# How can calculations cause an arithmetic overflow even if the final value fits?

I am reading Algorithm Design Manual by Skiena, which says in Chapter 8, Section 8.1.4 when talking about the calculation of binomial coefficients:

Intermediate calculations can easily cause arithmetic overflow, even when the final coefficient fits comfortably within an integer.

I can’t think of a reason why. Shouldn’t whatever calculation is done in between always be less than the final result?

• Stupid simple example: f(x) = (x + 1) - 1. The intermediate result is larger than the end result. – apnorton Mar 25 '15 at 20:57

The problem with binomial coefficients is that they are a quotient of factorials, which may be rather large and in particular much larger than the final binomial coefficent:

$$\binom{n}{k} = \frac{n!}{k!(n-k)!}$$

For example, $\binom{10}{5}=252$ but $10!=3628800$ (the numerator). In another example $\binom{100}{5}=75287520$ and thus can be represented as a regular integer, while $100! \approx 10^{158}$ cannot be represented as an integer.

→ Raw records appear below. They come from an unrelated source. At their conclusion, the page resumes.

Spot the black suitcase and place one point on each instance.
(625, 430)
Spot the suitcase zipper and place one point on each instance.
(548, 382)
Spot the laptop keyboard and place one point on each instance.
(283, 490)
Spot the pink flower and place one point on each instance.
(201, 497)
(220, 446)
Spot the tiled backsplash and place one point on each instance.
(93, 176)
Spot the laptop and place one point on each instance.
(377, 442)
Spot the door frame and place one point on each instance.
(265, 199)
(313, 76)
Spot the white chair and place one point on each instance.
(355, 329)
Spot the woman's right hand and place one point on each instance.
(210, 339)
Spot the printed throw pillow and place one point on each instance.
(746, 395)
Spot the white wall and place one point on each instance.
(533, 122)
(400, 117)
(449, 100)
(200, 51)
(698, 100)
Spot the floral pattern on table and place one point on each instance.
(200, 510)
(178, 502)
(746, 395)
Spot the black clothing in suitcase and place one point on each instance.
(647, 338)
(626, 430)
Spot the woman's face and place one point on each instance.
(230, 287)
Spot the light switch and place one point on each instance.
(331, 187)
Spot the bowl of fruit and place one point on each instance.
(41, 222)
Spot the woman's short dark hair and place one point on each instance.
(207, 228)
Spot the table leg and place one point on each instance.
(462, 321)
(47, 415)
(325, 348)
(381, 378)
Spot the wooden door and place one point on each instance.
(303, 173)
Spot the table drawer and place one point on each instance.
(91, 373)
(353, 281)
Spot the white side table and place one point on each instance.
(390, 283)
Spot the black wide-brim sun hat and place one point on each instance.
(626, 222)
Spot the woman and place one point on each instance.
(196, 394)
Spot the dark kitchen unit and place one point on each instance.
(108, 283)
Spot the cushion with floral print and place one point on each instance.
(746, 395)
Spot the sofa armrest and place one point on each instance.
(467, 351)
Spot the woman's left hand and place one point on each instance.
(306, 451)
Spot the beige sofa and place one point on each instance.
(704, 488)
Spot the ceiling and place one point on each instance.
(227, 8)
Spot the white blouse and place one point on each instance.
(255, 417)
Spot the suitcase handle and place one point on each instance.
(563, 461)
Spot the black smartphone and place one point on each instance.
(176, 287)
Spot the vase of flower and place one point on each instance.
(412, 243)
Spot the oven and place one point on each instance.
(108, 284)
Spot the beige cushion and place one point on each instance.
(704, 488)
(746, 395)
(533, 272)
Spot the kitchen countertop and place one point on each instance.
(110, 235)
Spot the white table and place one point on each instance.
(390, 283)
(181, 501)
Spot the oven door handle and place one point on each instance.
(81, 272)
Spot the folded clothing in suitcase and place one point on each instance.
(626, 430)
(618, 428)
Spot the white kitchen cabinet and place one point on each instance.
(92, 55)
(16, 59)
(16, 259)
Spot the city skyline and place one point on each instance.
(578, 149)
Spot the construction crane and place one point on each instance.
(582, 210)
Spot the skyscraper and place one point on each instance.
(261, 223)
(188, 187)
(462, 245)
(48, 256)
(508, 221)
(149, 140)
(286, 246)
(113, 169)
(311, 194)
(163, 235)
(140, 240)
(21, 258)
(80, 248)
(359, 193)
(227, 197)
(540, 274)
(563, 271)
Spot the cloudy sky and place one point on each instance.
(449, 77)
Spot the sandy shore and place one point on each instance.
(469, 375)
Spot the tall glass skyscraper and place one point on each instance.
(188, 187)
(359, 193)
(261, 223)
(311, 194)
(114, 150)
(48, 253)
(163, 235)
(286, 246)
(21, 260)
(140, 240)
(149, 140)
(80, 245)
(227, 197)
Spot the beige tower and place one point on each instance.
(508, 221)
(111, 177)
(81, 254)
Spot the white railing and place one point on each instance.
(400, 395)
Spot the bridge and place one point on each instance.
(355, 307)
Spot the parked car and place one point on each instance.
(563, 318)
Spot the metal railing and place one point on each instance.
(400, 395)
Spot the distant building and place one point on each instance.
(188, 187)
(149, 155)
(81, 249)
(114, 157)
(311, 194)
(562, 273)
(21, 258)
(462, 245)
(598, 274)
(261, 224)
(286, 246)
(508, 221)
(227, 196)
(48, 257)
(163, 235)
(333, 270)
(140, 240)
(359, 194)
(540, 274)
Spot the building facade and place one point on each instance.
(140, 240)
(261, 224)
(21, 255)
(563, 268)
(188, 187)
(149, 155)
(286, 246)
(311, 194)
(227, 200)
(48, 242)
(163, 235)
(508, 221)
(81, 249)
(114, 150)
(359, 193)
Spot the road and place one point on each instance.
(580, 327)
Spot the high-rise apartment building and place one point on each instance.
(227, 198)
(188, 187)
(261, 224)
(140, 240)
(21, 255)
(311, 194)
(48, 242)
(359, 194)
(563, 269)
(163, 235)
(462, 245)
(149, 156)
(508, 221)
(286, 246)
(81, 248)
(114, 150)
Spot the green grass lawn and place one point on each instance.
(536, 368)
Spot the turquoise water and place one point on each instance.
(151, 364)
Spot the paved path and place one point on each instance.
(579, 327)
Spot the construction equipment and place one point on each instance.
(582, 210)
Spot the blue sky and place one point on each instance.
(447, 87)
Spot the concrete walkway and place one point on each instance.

Thus, when calculating the binomial coefficient, it’s usually unwise to just calculate $n!$ and $k!(n-k)!$ and divide the two, because your computer may not be able to handle $n!$. Instead, you need to consider ways that do not contain large numbers as intermediate results such as:

$$\binom{n}{k} = \prod\limits_{i=1}^k \frac{n+1-i}{i}$$

Here, each factor is a comparibly small integer and no intermediate result is larger than the final result.

Even then, binomial coefficients may become very large easily (and even be beyond the limits of floats) and may only be intermediate results themselves. You may thus need to resort to calculating everything in the logarithmic domain and making use of an approximation of the factorial such as Stirling’s. Most math libraries provide a loggamma function for such purposes, which returns $\log(\Gamma(n))= \log((n-1)!)$. (On the other hand, many math libraries also provide a reasonable implementation of binomial coefficients.)

Intermediate results may overflow even if the final result doesn't. There are ways one can re-arrange an equation so that this doesn't happen but it's up to the programmer (maybe an optimizing compiler that's also a theorem solver can do it too - but I've never seen one) and the CPU won't re-order a sequence of arithmetic instructions on its own.

Instead of trying to prove it in theory I'll merely provide a trivial example of at least one instance of it happening:

Assume an 8 bit machine for simplicity:

int8 a = 10
int8 b = 30
int8 c

c = (a * b) / 2


The end result is 150. Which fits in an 8 bit register. But the intermediate result, (a * b) is 30 x 10 which is 300 which doesn't fit in an 8 bit register and thus overflows.

Due to the overflow, if one were to run the above calculation on an 8 bit machine, the result would be a surprising 22 instead of 150 (300 mod 256 is 44 and 44/2 = 22).